Setup for processor-count variation
Several Linux control groups were created as follows:
mkdir /sys/fs/cgroup/cpuset/{1c1t,1c2t,2c2t,2c4t,4c4t,4c8t}
for i in /sys/fs/cgroup/cpuset/?c?t
do
echo 0 >$i/cpuset.mems
done
echo 0 >/sys/fs/cgroup/cpuset/1c1t/cpuset.cpus
echo 0,1 >/sys/fs/cgroup/cpuset/1c2t/cpuset.cpus
echo 0,2 >/sys/fs/cgroup/cpuset/2c2t/cpuset.cpus
echo 0-3 >/sys/fs/cgroup/cpuset/2c4t/cpuset.cpus
echo 0,2,4,6 >/sys/fs/cgroup/cpuset/4c4t/cpuset.cpus
echo 0-7 >/sys/fs/cgroup/cpuset/4c8t/cpuset.cpus
After each new backend was established with the appropriate \c
line,
its process ID was obtained with SELECT pg_backend_pid();
and echoed
into cgroup.procs
in the appropriate cpuset
subdirectory.
The OpenJ9 class share was initially populated with one set of 16 runs
before any timing was done.
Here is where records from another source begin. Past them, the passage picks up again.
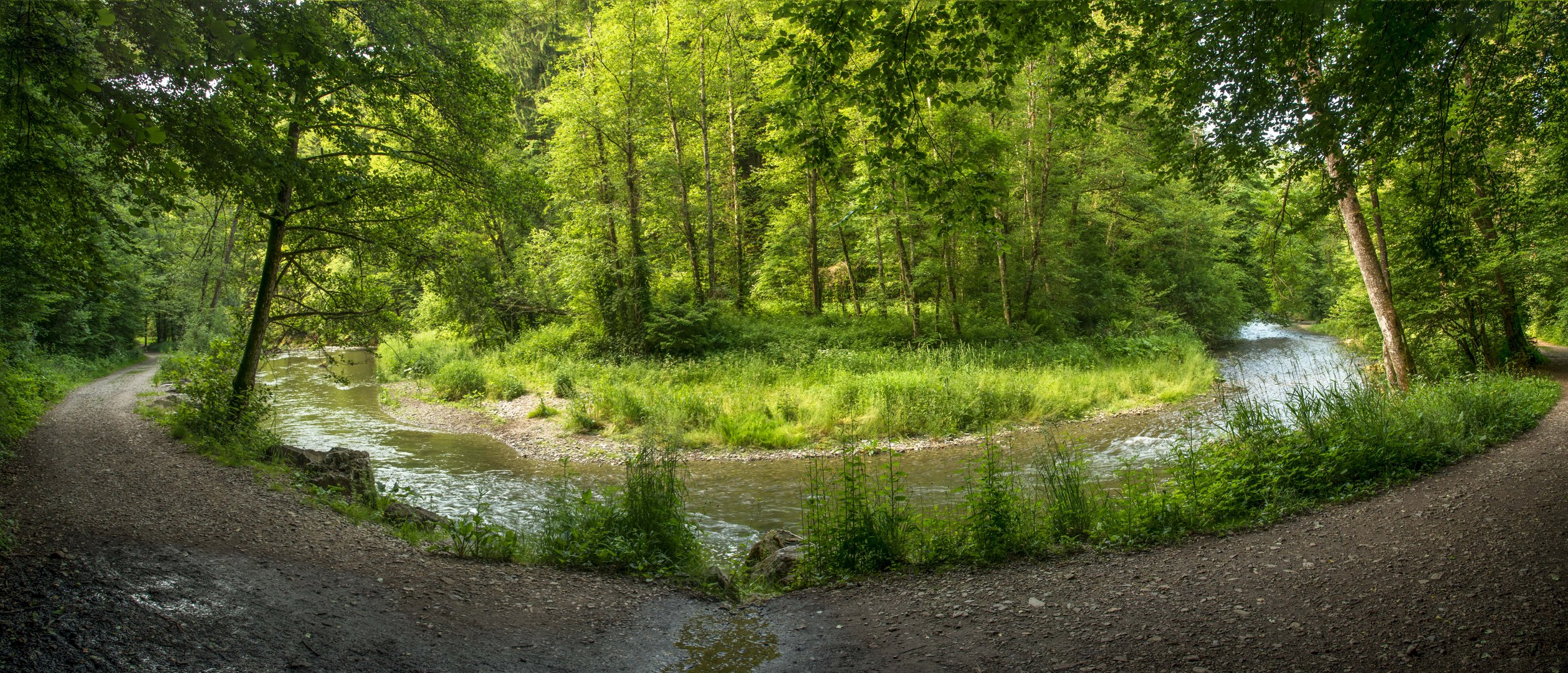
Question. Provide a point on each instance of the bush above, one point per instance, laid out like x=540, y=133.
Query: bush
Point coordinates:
x=214, y=416
x=32, y=382
x=504, y=386
x=458, y=380
x=419, y=355
x=565, y=388
x=639, y=528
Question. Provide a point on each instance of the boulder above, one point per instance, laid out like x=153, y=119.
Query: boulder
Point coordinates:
x=347, y=469
x=294, y=456
x=341, y=468
x=405, y=513
x=770, y=542
x=778, y=565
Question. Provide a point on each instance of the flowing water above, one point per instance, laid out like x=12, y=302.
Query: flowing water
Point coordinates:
x=325, y=404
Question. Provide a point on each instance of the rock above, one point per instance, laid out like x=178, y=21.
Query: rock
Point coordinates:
x=778, y=565
x=720, y=576
x=341, y=468
x=770, y=542
x=295, y=456
x=345, y=469
x=405, y=513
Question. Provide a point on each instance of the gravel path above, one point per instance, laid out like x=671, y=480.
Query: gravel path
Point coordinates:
x=135, y=553
x=1463, y=570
Timings were then done in the order shown, from
4c8t
to 1c1t
, and the -Xshareclasses
option did not have readonly
added for the timed sets. Because OpenJ9 can continue adding JIT hints to
a class share during operation, it is possible that the later sets benefit
from JIT hints added during the earlier ones.